At runtime, the max.message.bytes can be configured per topic to avoid issues (which overrides the cluster wide message.max.bytes). In case you're seeing that big devices cannot be monitored and requests always end due to TTL, try increasing this setting using the above script.

Limitations

  • Be aware of EC2 instance limits on your AWS account for the chosen region, as it might be possible that you won't be able to use this POC unless you increase the limits. The default limit is 20, and this POC will be creating more than that.

  • The OpenNMS UI servers have been configured to be read-only in terms of admintration tasks. So, even admin users won't be able to perform administration tasks, but user actions like acknowledging alarms are still available. All administrative tasks should be done through the Core OpenNMS server.
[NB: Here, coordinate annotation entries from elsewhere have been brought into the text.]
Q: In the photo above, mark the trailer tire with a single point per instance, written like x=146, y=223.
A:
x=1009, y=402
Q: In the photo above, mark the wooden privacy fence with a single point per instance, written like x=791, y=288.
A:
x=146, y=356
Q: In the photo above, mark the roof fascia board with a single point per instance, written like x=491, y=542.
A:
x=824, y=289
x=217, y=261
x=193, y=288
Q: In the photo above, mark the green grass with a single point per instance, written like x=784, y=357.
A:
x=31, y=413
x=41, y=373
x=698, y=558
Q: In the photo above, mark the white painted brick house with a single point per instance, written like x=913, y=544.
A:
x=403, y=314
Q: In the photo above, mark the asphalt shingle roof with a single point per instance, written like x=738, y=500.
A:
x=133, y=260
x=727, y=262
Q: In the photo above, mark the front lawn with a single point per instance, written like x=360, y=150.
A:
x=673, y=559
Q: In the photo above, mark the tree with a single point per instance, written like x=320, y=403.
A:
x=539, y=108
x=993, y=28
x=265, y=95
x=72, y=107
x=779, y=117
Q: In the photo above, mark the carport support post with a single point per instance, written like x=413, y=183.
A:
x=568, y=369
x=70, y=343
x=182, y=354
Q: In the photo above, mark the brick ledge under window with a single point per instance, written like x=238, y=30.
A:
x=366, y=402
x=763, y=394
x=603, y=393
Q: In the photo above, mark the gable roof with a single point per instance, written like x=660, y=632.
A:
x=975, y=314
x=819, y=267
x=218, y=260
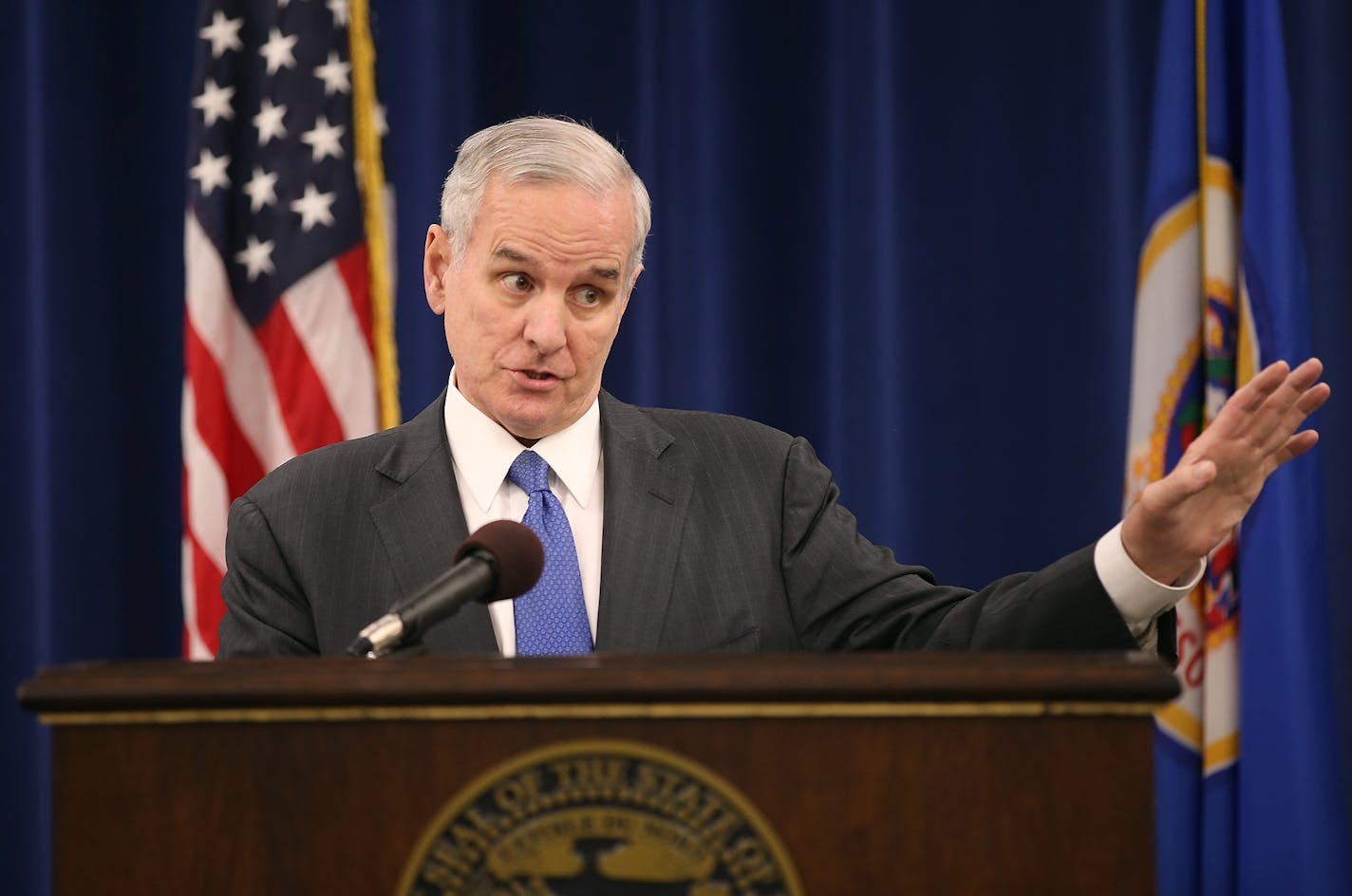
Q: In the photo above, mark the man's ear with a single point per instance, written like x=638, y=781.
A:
x=436, y=261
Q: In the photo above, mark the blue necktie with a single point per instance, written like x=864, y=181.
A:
x=551, y=616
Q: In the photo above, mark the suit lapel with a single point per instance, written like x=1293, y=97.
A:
x=647, y=500
x=422, y=525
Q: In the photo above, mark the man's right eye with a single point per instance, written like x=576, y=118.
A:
x=516, y=283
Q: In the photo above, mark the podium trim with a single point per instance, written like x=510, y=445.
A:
x=860, y=710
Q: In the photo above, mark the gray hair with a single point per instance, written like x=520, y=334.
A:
x=542, y=150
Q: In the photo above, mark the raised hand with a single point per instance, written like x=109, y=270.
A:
x=1190, y=511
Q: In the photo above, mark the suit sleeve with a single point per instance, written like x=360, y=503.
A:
x=848, y=593
x=267, y=612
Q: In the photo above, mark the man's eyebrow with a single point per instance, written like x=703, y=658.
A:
x=507, y=252
x=516, y=257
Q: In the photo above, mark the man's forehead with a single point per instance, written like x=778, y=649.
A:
x=511, y=254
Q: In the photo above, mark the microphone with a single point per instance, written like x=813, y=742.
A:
x=500, y=560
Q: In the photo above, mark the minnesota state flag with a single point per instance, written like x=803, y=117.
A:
x=1246, y=788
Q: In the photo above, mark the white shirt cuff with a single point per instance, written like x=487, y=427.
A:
x=1138, y=598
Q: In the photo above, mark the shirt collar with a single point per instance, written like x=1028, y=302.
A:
x=483, y=450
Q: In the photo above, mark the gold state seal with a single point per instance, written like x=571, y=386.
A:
x=598, y=818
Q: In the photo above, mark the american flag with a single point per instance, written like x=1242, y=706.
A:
x=280, y=340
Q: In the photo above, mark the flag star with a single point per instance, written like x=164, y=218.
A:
x=277, y=50
x=261, y=190
x=223, y=34
x=324, y=140
x=314, y=207
x=210, y=172
x=340, y=9
x=270, y=121
x=334, y=75
x=214, y=102
x=255, y=257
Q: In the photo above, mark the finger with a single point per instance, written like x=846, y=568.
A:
x=1295, y=446
x=1183, y=483
x=1310, y=398
x=1240, y=410
x=1262, y=421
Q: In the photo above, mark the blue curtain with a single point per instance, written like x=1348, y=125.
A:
x=905, y=230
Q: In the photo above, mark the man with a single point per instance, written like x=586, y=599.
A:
x=664, y=530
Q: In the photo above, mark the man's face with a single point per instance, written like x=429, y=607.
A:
x=535, y=306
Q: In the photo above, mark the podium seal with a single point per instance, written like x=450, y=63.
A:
x=599, y=818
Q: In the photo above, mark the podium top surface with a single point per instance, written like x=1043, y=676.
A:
x=1100, y=679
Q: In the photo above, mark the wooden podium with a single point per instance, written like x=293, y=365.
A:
x=914, y=774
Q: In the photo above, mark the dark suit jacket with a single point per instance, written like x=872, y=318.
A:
x=720, y=534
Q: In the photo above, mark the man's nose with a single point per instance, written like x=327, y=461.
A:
x=547, y=321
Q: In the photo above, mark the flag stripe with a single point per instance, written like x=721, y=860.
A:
x=319, y=309
x=354, y=271
x=216, y=429
x=309, y=417
x=230, y=341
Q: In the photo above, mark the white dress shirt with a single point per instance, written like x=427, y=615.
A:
x=483, y=452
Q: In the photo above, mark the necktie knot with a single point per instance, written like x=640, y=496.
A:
x=529, y=472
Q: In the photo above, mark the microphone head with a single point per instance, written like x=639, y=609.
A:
x=516, y=551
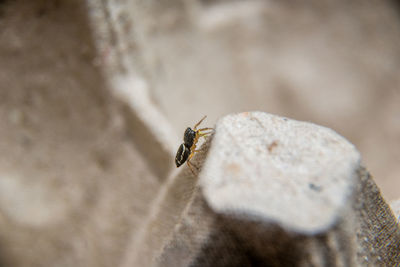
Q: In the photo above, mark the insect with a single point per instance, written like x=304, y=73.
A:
x=187, y=149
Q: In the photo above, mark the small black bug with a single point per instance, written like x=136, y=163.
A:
x=187, y=149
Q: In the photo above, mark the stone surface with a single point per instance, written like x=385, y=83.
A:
x=283, y=193
x=263, y=165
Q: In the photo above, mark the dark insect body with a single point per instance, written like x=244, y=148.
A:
x=187, y=149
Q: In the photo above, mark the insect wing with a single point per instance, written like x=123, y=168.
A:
x=181, y=155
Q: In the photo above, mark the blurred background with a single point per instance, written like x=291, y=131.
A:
x=72, y=175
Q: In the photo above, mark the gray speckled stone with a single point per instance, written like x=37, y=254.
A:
x=297, y=174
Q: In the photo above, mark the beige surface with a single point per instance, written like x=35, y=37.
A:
x=75, y=183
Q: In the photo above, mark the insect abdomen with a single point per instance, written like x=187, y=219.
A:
x=182, y=155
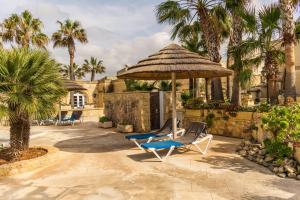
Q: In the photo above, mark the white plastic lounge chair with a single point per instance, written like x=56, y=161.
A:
x=194, y=135
x=76, y=116
x=164, y=131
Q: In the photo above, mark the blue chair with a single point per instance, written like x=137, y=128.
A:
x=76, y=115
x=164, y=131
x=194, y=135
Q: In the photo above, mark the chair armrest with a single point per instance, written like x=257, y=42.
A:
x=180, y=132
x=199, y=140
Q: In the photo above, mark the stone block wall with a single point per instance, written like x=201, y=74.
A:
x=224, y=124
x=129, y=108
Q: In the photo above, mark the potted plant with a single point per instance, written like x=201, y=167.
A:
x=125, y=126
x=104, y=122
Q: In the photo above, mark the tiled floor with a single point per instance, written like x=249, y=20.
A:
x=95, y=163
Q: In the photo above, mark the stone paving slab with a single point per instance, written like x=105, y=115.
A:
x=100, y=164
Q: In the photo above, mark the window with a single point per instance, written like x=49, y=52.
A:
x=78, y=100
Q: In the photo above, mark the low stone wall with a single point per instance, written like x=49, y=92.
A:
x=226, y=125
x=129, y=108
x=31, y=164
x=88, y=114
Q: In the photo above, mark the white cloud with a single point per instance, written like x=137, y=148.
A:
x=119, y=32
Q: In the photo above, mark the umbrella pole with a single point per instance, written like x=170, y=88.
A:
x=59, y=113
x=174, y=123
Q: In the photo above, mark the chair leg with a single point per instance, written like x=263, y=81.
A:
x=149, y=140
x=137, y=144
x=209, y=138
x=162, y=159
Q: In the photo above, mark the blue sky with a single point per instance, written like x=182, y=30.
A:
x=119, y=31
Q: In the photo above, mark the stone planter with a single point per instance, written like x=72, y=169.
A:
x=297, y=151
x=105, y=124
x=125, y=128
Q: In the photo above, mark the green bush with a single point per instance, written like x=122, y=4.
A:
x=278, y=149
x=185, y=96
x=103, y=119
x=283, y=122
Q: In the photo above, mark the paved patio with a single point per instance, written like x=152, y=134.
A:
x=95, y=163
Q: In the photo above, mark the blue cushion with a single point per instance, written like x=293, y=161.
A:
x=162, y=144
x=141, y=136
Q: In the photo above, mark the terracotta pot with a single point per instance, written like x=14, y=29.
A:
x=297, y=151
x=105, y=124
x=125, y=128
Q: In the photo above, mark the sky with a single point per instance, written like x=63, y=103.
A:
x=119, y=31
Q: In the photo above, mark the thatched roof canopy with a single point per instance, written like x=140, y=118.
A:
x=72, y=85
x=174, y=58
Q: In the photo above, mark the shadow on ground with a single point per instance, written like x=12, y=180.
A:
x=108, y=142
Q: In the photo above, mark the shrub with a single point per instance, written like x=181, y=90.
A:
x=185, y=96
x=278, y=149
x=103, y=119
x=283, y=122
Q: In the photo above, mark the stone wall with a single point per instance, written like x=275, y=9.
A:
x=227, y=125
x=129, y=108
x=88, y=114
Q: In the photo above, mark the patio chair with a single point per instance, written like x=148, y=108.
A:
x=76, y=116
x=165, y=130
x=194, y=135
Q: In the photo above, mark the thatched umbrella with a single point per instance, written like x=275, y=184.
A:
x=174, y=62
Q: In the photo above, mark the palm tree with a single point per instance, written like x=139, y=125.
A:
x=93, y=66
x=69, y=31
x=191, y=38
x=78, y=71
x=264, y=47
x=288, y=28
x=24, y=30
x=236, y=9
x=213, y=22
x=30, y=86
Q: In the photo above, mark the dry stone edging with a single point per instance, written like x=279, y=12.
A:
x=22, y=166
x=257, y=153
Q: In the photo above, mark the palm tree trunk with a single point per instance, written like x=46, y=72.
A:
x=71, y=53
x=16, y=137
x=93, y=75
x=25, y=132
x=236, y=90
x=236, y=37
x=273, y=94
x=212, y=40
x=290, y=76
x=287, y=9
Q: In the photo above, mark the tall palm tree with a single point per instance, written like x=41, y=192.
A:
x=93, y=66
x=288, y=28
x=264, y=47
x=69, y=31
x=210, y=15
x=191, y=38
x=236, y=9
x=24, y=30
x=78, y=71
x=30, y=86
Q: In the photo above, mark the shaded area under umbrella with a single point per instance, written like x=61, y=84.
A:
x=174, y=62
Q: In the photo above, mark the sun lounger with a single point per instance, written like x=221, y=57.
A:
x=194, y=135
x=166, y=130
x=76, y=116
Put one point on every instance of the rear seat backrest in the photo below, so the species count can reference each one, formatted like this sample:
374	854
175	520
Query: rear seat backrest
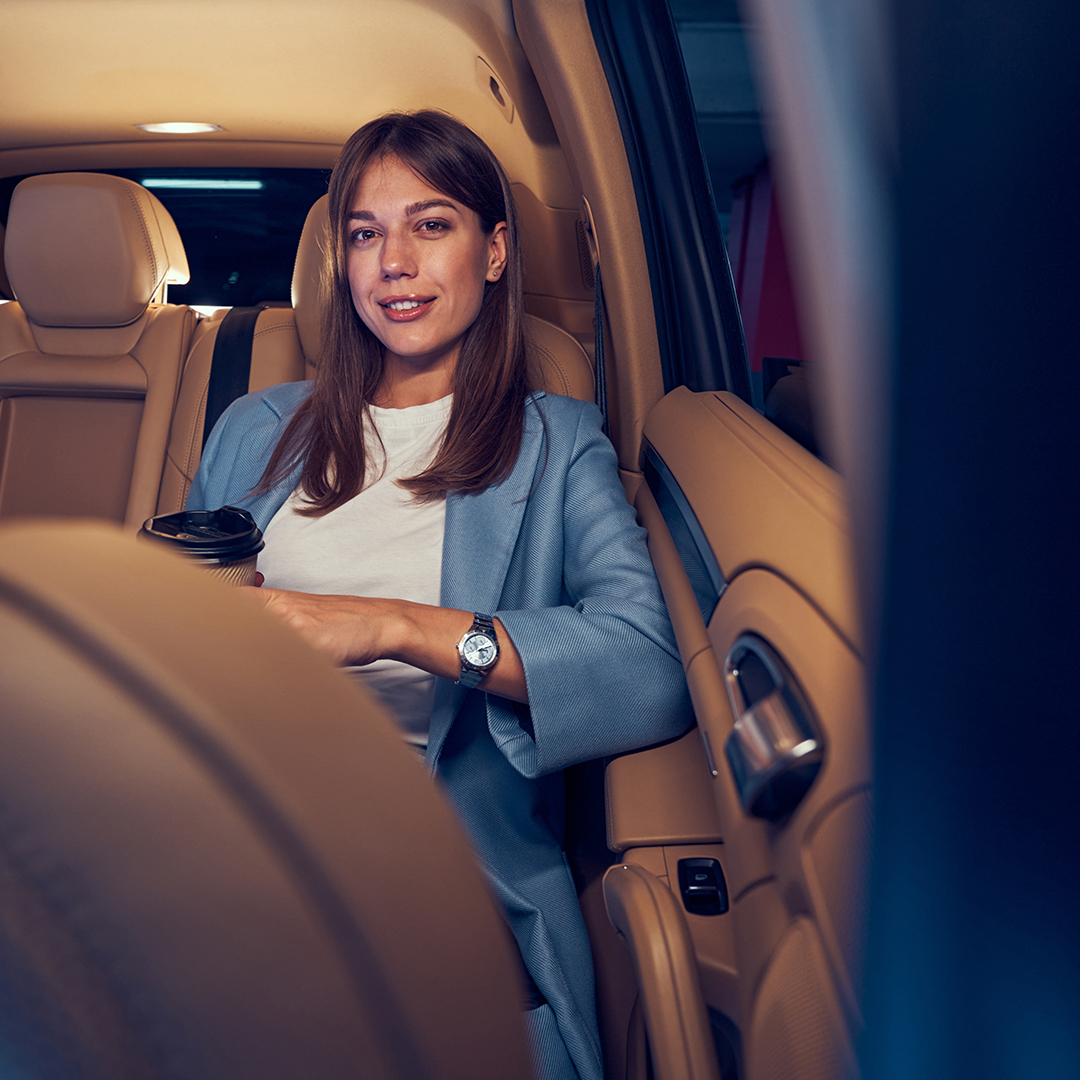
285	349
90	358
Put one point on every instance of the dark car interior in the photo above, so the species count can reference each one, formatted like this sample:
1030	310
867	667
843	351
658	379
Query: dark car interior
216	858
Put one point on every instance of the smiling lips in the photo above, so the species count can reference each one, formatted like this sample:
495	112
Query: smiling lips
403	309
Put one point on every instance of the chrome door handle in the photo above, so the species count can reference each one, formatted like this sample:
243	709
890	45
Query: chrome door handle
775	746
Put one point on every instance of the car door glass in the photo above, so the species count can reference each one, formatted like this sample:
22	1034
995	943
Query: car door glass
718	51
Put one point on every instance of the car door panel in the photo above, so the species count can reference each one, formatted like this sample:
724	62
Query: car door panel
748	534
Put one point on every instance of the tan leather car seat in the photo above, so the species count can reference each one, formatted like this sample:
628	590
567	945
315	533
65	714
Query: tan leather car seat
285	349
217	856
90	355
5	293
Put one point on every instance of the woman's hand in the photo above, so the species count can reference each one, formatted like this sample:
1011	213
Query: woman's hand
359	630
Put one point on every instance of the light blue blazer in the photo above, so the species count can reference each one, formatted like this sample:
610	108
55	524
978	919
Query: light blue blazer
553	552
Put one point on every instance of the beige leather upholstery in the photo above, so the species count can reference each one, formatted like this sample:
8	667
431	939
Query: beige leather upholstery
90	361
224	861
90	250
5	292
286	348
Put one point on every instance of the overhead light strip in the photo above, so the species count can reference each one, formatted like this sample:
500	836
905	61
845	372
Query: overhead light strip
184	184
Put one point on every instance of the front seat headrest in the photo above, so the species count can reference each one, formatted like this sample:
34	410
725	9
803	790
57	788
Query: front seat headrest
89	250
307	275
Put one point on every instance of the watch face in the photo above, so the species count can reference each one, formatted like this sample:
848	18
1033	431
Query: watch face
480	650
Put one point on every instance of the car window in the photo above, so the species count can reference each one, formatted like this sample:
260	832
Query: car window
717	52
240	227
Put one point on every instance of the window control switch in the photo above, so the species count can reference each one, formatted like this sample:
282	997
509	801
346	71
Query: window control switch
702	886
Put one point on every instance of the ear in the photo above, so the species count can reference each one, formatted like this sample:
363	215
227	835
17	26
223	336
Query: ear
497	252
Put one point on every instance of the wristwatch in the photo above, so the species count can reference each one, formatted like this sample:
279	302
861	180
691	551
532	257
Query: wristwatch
478	650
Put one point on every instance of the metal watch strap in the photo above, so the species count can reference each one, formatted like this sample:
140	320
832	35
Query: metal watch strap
470	674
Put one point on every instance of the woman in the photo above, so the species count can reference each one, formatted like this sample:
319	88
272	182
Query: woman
464	542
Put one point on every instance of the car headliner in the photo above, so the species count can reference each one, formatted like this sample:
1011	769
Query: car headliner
287	82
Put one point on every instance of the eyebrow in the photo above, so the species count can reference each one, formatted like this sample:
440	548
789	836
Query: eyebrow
366	215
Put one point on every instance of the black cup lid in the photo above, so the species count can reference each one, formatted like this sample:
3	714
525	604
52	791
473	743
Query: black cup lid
228	532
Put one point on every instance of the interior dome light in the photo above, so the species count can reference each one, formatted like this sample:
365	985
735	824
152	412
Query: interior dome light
179	127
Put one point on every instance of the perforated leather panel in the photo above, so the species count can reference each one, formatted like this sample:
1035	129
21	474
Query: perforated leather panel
796	1033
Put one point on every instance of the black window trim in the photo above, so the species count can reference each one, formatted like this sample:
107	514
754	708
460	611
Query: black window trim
698	321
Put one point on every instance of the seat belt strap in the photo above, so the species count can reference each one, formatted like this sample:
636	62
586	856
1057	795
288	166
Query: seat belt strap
230	367
598	347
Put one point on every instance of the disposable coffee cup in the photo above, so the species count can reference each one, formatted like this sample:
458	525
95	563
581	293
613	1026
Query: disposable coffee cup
226	541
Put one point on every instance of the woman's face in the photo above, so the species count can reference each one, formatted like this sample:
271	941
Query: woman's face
417	264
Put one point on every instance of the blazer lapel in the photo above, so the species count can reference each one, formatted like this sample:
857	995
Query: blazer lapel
477	543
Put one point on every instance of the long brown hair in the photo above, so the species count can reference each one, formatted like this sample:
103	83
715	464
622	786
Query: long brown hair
484	431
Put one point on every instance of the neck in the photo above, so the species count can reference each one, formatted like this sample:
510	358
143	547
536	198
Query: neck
403	386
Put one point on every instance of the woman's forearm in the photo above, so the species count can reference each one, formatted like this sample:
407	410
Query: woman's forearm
359	630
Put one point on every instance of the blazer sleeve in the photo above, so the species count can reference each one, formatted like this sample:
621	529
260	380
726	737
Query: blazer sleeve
238	450
603	670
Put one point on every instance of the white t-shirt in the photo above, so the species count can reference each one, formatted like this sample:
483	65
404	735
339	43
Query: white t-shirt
379	543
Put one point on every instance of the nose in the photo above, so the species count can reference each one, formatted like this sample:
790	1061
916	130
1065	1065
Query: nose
397	257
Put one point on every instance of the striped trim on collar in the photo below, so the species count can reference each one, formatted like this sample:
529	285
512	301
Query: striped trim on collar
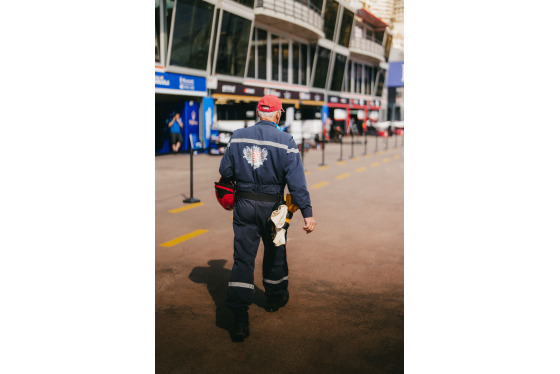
264	142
  • Grafana doesn't support multi-host database connections. That means, the solution points to the master PG server. If the master server dies, the grafana.ini should be manually updated, and Grafana should be restarted on each UI server, unless a VIP and/or a solution like PGBounder or PGPool is used. For more information: grafana/grafana#3676

  • This is just a proof of concept for all the components required to deploy Drift. Besides EC2 instance type changes, configuration changes might be required to make this solution production ready.

  • The bootstrap scripts are very simple and are not designed to be re-executed, as they do not perform validations. Also, in order to get the runtime version of the scripts, the following command should be executed from the desired instance:

curl http://169.254.169.254/latest/user-data > /tmp/bootstrap-script.sh

Future enhancements

  • Enable authentication for all services.

  • Add an instance for Kafka Manager to avoid exposing JMX to the public.

  • Tune the security groups to only expose what Minions need.

  • Update the Kafka AMI to make sure to run Zookeeper and Kafka as non-root (and adjust the templates and kernel settings for this to work).

  • Add cron jobs to OpenNMS to apply the constraints for the RPC Topics on Kafka, as default retention/storage is not required in this particular case, but unfortunately this cannot be configured within OpenNMS.

  • Improve the Elasticsearch cluster architecture to have a dedicated monitoring cluster (assuming X-Pack will be used).

  • Create a simple NGinx LoadBalancer for the OpenNMS WebUI (on a tiny EC2 instance to avoid an ELB).

  • Make the bootstrap scripts reusable (i.e. to be able to execute them multiple times without side effects, in case the bootstrap process was wrong).

  • Enable security every where with passwords, SSL/TLS, or other mechanisms.

    • SSL Certificates might be required, so Let's Encrypt can help.
    • Proper configuration of X-Pack is required for Elasticsearch (at least the trial license).
    • Use MD5 password authentication for PostgreSQL.
    • For Kafka, SASL/Kerberos is recommended, so we might need a Kerberos Server (at least from Interface facing perspective, as OpenNMS Core and Sentinels can use PLAINTEXT without issues).
    • Enable SSL/TLS for Kafka (Internet facing, i.e. for Minions).
    • Only expose through Security Groups what's required to be accessed and nothing else.